Numerous variants of this tournament have since been carried out:¶

Using a Probabilistic end (players don't know how many turns are going to be played). This was carried out in Axelrod's Second tournament, which had 64 strategies and Tit For Tat also won! (Described in a 1980 paper titled: "More effective choice in the Prisoner's Dilemma").
Playing the tournament on a Graph. This was carried out by Nowak in 1992 in a paper titled: "Evolutionary games and Spatial chaos".
Understanding Evolutionary dynamics (we will understand what we mean by this in the later chapters as we start exploring evolutionary game theory).
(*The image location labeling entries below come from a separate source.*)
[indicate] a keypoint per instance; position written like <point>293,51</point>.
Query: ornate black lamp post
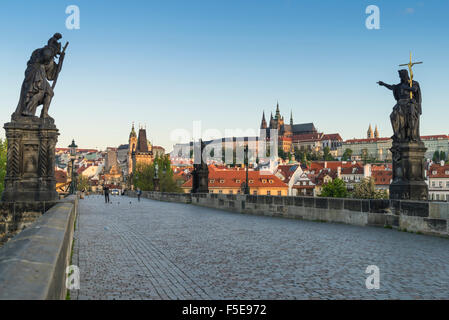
<point>72,148</point>
<point>156,177</point>
<point>246,188</point>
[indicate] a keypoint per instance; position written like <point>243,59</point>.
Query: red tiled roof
<point>307,137</point>
<point>332,136</point>
<point>60,176</point>
<point>438,171</point>
<point>235,178</point>
<point>355,169</point>
<point>77,150</point>
<point>287,171</point>
<point>382,177</point>
<point>367,140</point>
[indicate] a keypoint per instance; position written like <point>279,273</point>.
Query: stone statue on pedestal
<point>200,174</point>
<point>407,149</point>
<point>31,139</point>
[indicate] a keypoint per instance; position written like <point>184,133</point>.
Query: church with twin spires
<point>140,150</point>
<point>287,133</point>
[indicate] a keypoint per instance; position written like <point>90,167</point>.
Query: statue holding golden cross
<point>410,65</point>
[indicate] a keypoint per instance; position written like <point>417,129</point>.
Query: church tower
<point>278,113</point>
<point>263,125</point>
<point>370,133</point>
<point>131,148</point>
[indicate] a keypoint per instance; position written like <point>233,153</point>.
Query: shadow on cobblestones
<point>158,250</point>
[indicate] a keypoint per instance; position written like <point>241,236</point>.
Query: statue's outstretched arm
<point>386,85</point>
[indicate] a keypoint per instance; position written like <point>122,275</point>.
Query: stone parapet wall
<point>33,263</point>
<point>16,216</point>
<point>415,216</point>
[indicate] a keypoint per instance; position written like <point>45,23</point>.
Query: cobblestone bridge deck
<point>158,250</point>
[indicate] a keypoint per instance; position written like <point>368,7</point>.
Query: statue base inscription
<point>408,171</point>
<point>30,168</point>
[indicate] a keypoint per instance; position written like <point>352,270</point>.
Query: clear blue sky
<point>168,63</point>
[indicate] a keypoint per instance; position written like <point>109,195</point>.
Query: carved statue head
<point>47,54</point>
<point>403,74</point>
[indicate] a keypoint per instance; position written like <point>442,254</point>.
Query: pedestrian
<point>106,194</point>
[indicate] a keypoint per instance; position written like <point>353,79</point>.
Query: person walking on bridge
<point>106,194</point>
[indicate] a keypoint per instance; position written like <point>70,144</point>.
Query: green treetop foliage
<point>82,183</point>
<point>366,189</point>
<point>335,189</point>
<point>327,154</point>
<point>347,155</point>
<point>3,151</point>
<point>144,176</point>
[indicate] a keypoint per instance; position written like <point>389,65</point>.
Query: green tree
<point>335,189</point>
<point>347,155</point>
<point>366,189</point>
<point>3,152</point>
<point>82,183</point>
<point>327,154</point>
<point>436,157</point>
<point>144,176</point>
<point>282,154</point>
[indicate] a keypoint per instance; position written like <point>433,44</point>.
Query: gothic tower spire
<point>369,133</point>
<point>263,125</point>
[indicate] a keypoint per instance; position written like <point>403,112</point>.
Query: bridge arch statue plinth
<point>30,169</point>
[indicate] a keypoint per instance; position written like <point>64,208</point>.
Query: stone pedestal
<point>30,167</point>
<point>408,171</point>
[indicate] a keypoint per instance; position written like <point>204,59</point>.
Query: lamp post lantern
<point>72,148</point>
<point>246,188</point>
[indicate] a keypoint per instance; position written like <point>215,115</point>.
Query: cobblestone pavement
<point>159,250</point>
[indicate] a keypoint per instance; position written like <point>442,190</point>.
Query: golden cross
<point>410,65</point>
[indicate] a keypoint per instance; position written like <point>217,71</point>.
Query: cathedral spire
<point>369,133</point>
<point>263,125</point>
<point>133,132</point>
<point>278,113</point>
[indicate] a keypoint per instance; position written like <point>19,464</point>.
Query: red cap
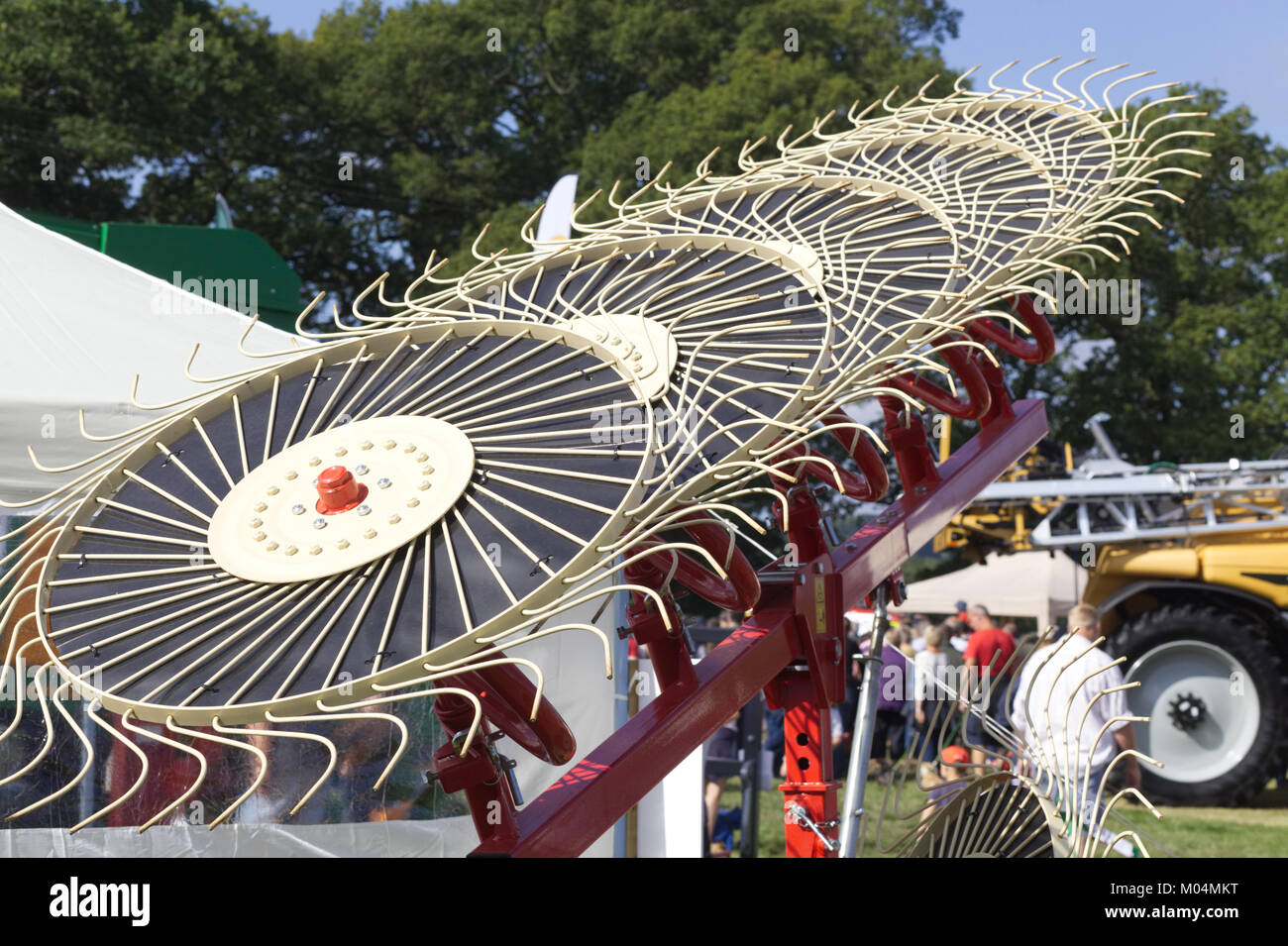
<point>338,490</point>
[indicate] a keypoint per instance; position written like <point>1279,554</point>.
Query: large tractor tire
<point>1218,695</point>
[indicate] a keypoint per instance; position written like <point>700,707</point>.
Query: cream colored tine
<point>287,734</point>
<point>402,585</point>
<point>43,699</point>
<point>344,381</point>
<point>413,404</point>
<point>102,455</point>
<point>222,378</point>
<point>241,344</point>
<point>478,488</point>
<point>288,640</point>
<point>202,615</point>
<point>342,713</point>
<point>1068,788</point>
<point>303,315</point>
<point>77,779</point>
<point>561,628</point>
<point>204,585</point>
<point>472,667</point>
<point>411,389</point>
<point>325,588</point>
<point>183,468</point>
<point>320,637</point>
<point>214,454</point>
<point>20,666</point>
<point>299,413</point>
<point>232,743</point>
<point>572,598</point>
<point>384,365</point>
<point>125,594</point>
<point>375,286</point>
<point>123,576</point>
<point>65,489</point>
<point>616,382</point>
<point>356,624</point>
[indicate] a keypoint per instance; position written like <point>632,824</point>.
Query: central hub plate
<point>268,529</point>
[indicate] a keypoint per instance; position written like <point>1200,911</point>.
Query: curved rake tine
<point>76,781</point>
<point>286,734</point>
<point>232,743</point>
<point>138,783</point>
<point>174,744</point>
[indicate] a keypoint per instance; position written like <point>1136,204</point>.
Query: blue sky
<point>1239,46</point>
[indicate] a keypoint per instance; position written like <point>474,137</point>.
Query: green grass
<point>1258,830</point>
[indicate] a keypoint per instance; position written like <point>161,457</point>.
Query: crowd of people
<point>961,695</point>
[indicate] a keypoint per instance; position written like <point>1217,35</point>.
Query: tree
<point>1202,374</point>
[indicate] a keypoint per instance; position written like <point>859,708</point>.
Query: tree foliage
<point>455,115</point>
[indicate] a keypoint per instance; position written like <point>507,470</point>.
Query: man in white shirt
<point>1065,716</point>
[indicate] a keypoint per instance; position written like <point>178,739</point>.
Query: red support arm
<point>603,787</point>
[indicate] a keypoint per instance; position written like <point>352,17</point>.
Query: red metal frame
<point>793,646</point>
<point>798,620</point>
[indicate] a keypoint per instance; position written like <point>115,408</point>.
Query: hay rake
<point>390,515</point>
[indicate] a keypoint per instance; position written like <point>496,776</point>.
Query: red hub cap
<point>338,490</point>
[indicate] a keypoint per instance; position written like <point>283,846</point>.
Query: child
<point>952,774</point>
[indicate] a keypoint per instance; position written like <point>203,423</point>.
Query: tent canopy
<point>77,326</point>
<point>1024,584</point>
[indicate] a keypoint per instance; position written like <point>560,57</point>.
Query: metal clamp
<point>798,815</point>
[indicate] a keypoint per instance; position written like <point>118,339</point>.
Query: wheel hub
<point>1188,712</point>
<point>292,519</point>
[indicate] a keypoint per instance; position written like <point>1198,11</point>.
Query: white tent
<point>1024,584</point>
<point>76,327</point>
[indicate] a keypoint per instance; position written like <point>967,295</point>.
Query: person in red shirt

A specific type of strategy has recently garnered a lot of interest: Zero Determinant Strategies (in a 2012 paper titled: Iterated Prisoner’s Dilemma contains strategies that dominate any evolutionary opponent). Claiming that memory does not matter. We will discuss this in further chapters.